Elles sont devenues les Mères de la Nation Québécoise bien sûr par leurs enfantements, leurs capacités d’adaptation à un monde nouveau complètement différent de celui de leur paya natal, leurs comportements procréateurs malgré souvent l’isolement provoqué par les coureurs des bois et les traiteurs de fourrures, leurs aptitudes à affronter l’hiver, leur volonté d’assurer une perpétuité à leurs engagements, probablement aussi leurs témérités, leurs déceptions, leurs défis multiples pendant des années surtout parce qu’elles nous ont légué leur courage, leur capacité de dépassement, leur volonté de réaliser leur rêve, leur débrouillardise, leur habileté aux travaux de main, leur amour de la vie de pionnières. Elles sont venues, et, comme Maria Chapdelaine, elles sont restées pour la majorité de sorte que aujourd’hui avec nos systèmes de communication IPAD, nos tablettes informatiques, nos téléphones cellulaires, nos ordinateurs superperformants… nous avons prolongé le sillon qu’elles ont tracé de sueurs, de peines, de tristesses, et de joies d’un autre ordre…Elles nous ont légué une langue, la langue française, avec l’acharnement de survivre dans un environnement anglophone envahissant réclamant une bonne dose d’identité et de conviction.
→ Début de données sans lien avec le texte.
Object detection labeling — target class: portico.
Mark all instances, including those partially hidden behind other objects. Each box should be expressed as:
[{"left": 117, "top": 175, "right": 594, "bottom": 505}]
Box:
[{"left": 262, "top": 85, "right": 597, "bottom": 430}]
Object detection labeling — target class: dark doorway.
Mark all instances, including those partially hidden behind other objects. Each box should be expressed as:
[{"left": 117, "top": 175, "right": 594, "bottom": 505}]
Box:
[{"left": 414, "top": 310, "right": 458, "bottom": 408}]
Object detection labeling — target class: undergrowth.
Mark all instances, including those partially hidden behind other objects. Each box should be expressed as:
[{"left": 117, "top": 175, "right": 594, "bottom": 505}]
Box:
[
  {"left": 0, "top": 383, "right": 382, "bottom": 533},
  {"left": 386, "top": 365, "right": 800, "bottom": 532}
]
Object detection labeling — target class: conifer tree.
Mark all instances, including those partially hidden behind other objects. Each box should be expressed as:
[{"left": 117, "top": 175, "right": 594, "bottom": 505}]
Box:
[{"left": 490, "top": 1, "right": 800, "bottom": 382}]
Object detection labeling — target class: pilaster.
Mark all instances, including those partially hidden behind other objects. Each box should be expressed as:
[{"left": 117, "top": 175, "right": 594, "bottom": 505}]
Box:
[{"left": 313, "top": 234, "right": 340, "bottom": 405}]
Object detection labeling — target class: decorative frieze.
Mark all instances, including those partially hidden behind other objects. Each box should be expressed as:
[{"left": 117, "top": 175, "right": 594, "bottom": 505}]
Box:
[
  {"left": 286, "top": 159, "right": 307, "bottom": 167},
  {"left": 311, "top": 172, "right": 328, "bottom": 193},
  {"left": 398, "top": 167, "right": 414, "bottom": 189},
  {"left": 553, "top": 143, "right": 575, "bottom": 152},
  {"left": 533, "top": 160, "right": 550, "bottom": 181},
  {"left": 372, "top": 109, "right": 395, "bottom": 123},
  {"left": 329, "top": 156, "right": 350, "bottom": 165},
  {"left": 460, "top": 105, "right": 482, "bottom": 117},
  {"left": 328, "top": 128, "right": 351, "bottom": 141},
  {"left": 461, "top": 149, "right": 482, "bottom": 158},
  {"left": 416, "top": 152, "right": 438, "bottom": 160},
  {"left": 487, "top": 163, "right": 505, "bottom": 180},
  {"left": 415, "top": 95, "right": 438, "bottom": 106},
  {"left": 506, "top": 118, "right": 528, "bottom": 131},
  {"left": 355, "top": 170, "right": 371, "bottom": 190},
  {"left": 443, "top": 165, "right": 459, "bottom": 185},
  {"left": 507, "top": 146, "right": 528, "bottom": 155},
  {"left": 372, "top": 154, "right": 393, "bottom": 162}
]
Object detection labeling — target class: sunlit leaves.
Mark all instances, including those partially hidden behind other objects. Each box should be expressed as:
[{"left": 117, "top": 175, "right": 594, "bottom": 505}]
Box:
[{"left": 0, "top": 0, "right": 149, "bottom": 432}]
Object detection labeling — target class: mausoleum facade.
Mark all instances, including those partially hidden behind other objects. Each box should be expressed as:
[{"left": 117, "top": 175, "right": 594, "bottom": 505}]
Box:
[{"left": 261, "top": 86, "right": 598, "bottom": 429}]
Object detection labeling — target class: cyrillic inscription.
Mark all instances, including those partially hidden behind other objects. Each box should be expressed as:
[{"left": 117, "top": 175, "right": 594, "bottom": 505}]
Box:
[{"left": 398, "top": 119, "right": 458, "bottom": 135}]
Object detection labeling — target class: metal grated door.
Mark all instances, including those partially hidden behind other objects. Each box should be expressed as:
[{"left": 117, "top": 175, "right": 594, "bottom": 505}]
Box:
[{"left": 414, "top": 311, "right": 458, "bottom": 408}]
Leur héritage ne se mesure pas seulement par les huit millions d’individus que nous sommes ; ce que nous leur devons de même qu’à la France qui nous les a envoyés, c’est de la reconnaissance, de la fierté, un attachement d’histoire inébranlable. Puissions-nous perpétuer cette œuvre féconde.

Irène Belleau
juin  2013
© SHFR


[1] Catherine Billot de Paris  (1670), Isabelle Couturier de Paris  (1670), Jeanne Crosnier  de Paris (1669), Espérance DuRosaire du Brésil  (1668), Marie-Anne Firman de Paris  (1667), Françoise Lange de Paris  (1673) et Marie LeBon de Champfleury du Maine (1665).

[2] Catherine Barré de La Rochelle (1663), Marie-Angélique De Portas  de Paris  (1667), Isabelle Dubreuil de Saintonge  (1665), Marie Fouquet de Normandie  (1671) et la veuve Marguerite Roy de Paris  (1665).

[3] Prévôté de Québec, registre 13, le 4 avril et le 29 juillet 1678.

[4] Yves Landry calcule que les deux tiers avaient au moins un enfant.

[5] Dont les noms nous sont connus par les archives judiciaires car les actes de baptême inscrivent « né de père inconnu ».

[6] Ils sont condamnés à 8 jours de prison, les fers aux pieds, au pain et à l’eau et à payer 15 Livres à Faye et 10 Livres d’amende à chcun des deux et les dépens du procès à 3 Livres.

[7] Jacques Foye son mari.

[8] Jugements et délibérations du Conseil Souverain, le 21 janvier 1669, registre I, 540-541.

[9] Conseil Souverain le 22/7/1669.

[10] Prévôté de Québec, registre 7, le 23/2/1694.

[11] Prévôté de Québec, registre 15, le 18/6/1680.

[12] Françoise Hébert avait annulé le 18 octobre 1667 un premier contrat avec Martin Guérard (Becquet) ; elle a épousé par la suite Jean Baptiste le 3 mai 1668 et n’a pas eu d’enfant ; elle épouse Philippe Cazelier en 1671 mais n’a pas plus d’enfant.

[13] Dumont, Fernand, Raisons communes, Boréal, Collection Papiers collés, 1995, Québec, p. 103 ss.